🤖 AI Summary
To address airspace and public safety risks posed by consumer-grade drones, existing detection methods lack the capability to predict future 3D trajectories—hindering proactive countermeasures. This paper proposes the first unsupervised visual trajectory prediction framework that requires no manual 3D annotations: it generates pseudo-labels via unsupervised LiDAR-based trajectory extraction and cross-modal (RGB + event-camera) motion alignment, incorporates kinematic priors as constraints, and introduces a vision-oriented Mamba architecture for long-horizon, self-supervised 3D trajectory forecasting. Evaluated on the MMAUD dataset, our method reduces 5-second prediction error by approximately 40% compared to supervised image- and audiovisual-based baselines, while enabling real-time deployment for active drone countermeasures.
📝 Abstract
The widespread use of consumer drones has introduced serious challenges for airspace security and public safety. Their high agility and unpredictable motion make drones difficult to track and intercept.
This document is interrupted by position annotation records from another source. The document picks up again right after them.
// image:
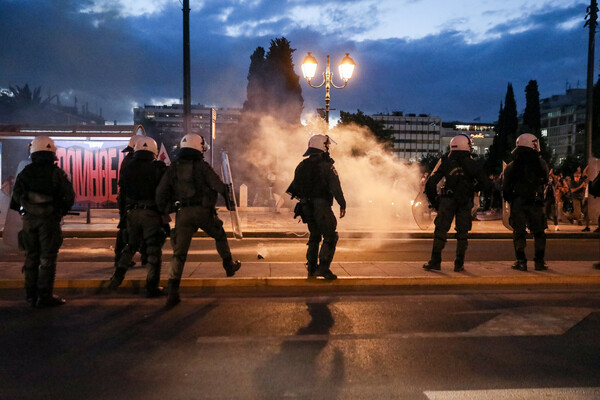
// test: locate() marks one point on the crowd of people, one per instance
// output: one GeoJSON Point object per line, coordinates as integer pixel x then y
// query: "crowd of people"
{"type": "Point", "coordinates": [565, 199]}
{"type": "Point", "coordinates": [149, 191]}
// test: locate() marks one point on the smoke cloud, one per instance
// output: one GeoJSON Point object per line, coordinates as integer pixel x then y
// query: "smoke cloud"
{"type": "Point", "coordinates": [378, 188]}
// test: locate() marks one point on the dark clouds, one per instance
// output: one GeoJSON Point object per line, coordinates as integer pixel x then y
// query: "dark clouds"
{"type": "Point", "coordinates": [113, 61]}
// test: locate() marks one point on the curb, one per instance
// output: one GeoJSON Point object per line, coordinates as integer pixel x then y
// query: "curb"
{"type": "Point", "coordinates": [343, 284]}
{"type": "Point", "coordinates": [73, 234]}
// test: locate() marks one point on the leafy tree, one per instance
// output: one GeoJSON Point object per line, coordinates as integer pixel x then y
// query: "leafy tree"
{"type": "Point", "coordinates": [383, 134]}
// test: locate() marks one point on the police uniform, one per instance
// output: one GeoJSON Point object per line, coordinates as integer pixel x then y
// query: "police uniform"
{"type": "Point", "coordinates": [523, 187]}
{"type": "Point", "coordinates": [122, 226]}
{"type": "Point", "coordinates": [316, 183]}
{"type": "Point", "coordinates": [190, 187]}
{"type": "Point", "coordinates": [464, 177]}
{"type": "Point", "coordinates": [43, 194]}
{"type": "Point", "coordinates": [137, 184]}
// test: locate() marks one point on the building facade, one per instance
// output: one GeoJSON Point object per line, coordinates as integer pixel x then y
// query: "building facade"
{"type": "Point", "coordinates": [481, 134]}
{"type": "Point", "coordinates": [168, 120]}
{"type": "Point", "coordinates": [415, 136]}
{"type": "Point", "coordinates": [563, 123]}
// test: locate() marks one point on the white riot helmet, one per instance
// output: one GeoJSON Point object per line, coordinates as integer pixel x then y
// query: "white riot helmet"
{"type": "Point", "coordinates": [460, 143]}
{"type": "Point", "coordinates": [131, 144]}
{"type": "Point", "coordinates": [146, 143]}
{"type": "Point", "coordinates": [42, 143]}
{"type": "Point", "coordinates": [194, 141]}
{"type": "Point", "coordinates": [528, 140]}
{"type": "Point", "coordinates": [319, 142]}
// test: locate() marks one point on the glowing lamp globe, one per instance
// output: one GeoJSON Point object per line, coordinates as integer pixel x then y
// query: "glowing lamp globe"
{"type": "Point", "coordinates": [347, 67]}
{"type": "Point", "coordinates": [309, 67]}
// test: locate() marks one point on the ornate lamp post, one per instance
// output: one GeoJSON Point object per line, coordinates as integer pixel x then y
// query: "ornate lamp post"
{"type": "Point", "coordinates": [309, 67]}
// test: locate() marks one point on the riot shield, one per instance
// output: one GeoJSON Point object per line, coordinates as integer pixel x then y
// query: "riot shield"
{"type": "Point", "coordinates": [230, 199]}
{"type": "Point", "coordinates": [12, 226]}
{"type": "Point", "coordinates": [422, 214]}
{"type": "Point", "coordinates": [505, 206]}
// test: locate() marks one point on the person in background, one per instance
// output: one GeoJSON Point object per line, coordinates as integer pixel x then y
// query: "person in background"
{"type": "Point", "coordinates": [550, 204]}
{"type": "Point", "coordinates": [577, 187]}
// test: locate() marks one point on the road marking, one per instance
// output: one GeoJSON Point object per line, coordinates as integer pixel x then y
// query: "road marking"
{"type": "Point", "coordinates": [518, 394]}
{"type": "Point", "coordinates": [523, 321]}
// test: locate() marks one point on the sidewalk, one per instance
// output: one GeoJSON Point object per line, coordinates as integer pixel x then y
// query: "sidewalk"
{"type": "Point", "coordinates": [263, 276]}
{"type": "Point", "coordinates": [264, 222]}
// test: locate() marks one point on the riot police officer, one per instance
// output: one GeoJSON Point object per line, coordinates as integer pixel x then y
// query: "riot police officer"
{"type": "Point", "coordinates": [190, 186]}
{"type": "Point", "coordinates": [464, 177]}
{"type": "Point", "coordinates": [137, 184]}
{"type": "Point", "coordinates": [121, 227]}
{"type": "Point", "coordinates": [523, 187]}
{"type": "Point", "coordinates": [43, 195]}
{"type": "Point", "coordinates": [316, 183]}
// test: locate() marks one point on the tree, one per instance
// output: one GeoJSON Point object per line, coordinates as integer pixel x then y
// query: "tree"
{"type": "Point", "coordinates": [383, 134]}
{"type": "Point", "coordinates": [506, 133]}
{"type": "Point", "coordinates": [531, 117]}
{"type": "Point", "coordinates": [511, 120]}
{"type": "Point", "coordinates": [273, 86]}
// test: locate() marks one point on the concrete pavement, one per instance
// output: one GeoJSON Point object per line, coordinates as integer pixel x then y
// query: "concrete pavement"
{"type": "Point", "coordinates": [263, 276]}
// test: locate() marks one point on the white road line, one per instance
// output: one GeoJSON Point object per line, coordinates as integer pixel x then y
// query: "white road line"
{"type": "Point", "coordinates": [518, 394]}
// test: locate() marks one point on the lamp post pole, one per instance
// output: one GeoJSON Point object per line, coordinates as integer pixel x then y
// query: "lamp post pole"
{"type": "Point", "coordinates": [309, 67]}
{"type": "Point", "coordinates": [327, 89]}
{"type": "Point", "coordinates": [592, 18]}
{"type": "Point", "coordinates": [187, 101]}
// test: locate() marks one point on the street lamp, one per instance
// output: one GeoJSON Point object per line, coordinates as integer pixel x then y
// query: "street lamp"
{"type": "Point", "coordinates": [309, 68]}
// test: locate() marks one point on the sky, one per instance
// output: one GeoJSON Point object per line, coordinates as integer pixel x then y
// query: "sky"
{"type": "Point", "coordinates": [449, 59]}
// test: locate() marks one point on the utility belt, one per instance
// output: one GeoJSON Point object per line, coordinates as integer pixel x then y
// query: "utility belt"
{"type": "Point", "coordinates": [445, 192]}
{"type": "Point", "coordinates": [187, 203]}
{"type": "Point", "coordinates": [141, 205]}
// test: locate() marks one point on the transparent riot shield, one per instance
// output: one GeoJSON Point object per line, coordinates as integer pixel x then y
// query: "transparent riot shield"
{"type": "Point", "coordinates": [422, 214]}
{"type": "Point", "coordinates": [230, 199]}
{"type": "Point", "coordinates": [505, 206]}
{"type": "Point", "coordinates": [12, 226]}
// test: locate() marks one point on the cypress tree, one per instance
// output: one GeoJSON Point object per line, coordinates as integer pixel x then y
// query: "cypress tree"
{"type": "Point", "coordinates": [531, 116]}
{"type": "Point", "coordinates": [510, 121]}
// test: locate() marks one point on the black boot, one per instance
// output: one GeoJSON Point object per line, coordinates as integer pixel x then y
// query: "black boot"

While existing methods focus on detecting current positions, many counter-drone strategies rely on forecasting future trajectories and thus require more than reactive detection to be effective. To address this critical gap, we propose an unsupervised vision-based method for predicting the three-dimensional trajectories of drones. Our approach first uses an unsupervised technique to extract drone trajectories from raw LiDAR point clouds, then aligns these trajectories with camera images through motion consistency to generate reliable pseudo-labels. We then combine kinematic estimation with a visual Mamba neural network in a self-supervised manner to predict future drone trajectories. We evaluate our method on the challenging MMAUD dataset, including the V2 sequences that feature wide-field-of-view multimodal sensors and dynamic UAV motion in urban scenes. Extensive experiments show that our framework outperforms supervised image-only and audio-visual baselines in long-horizon trajectory prediction, reducing 5-second 3D error by around 40 percent without using any manual 3D labels. The proposed system offers a cost-effective, scalable alternative for real-time counter-drone deployment. All code will be released upon acceptance to support reproducible research in the robotics community.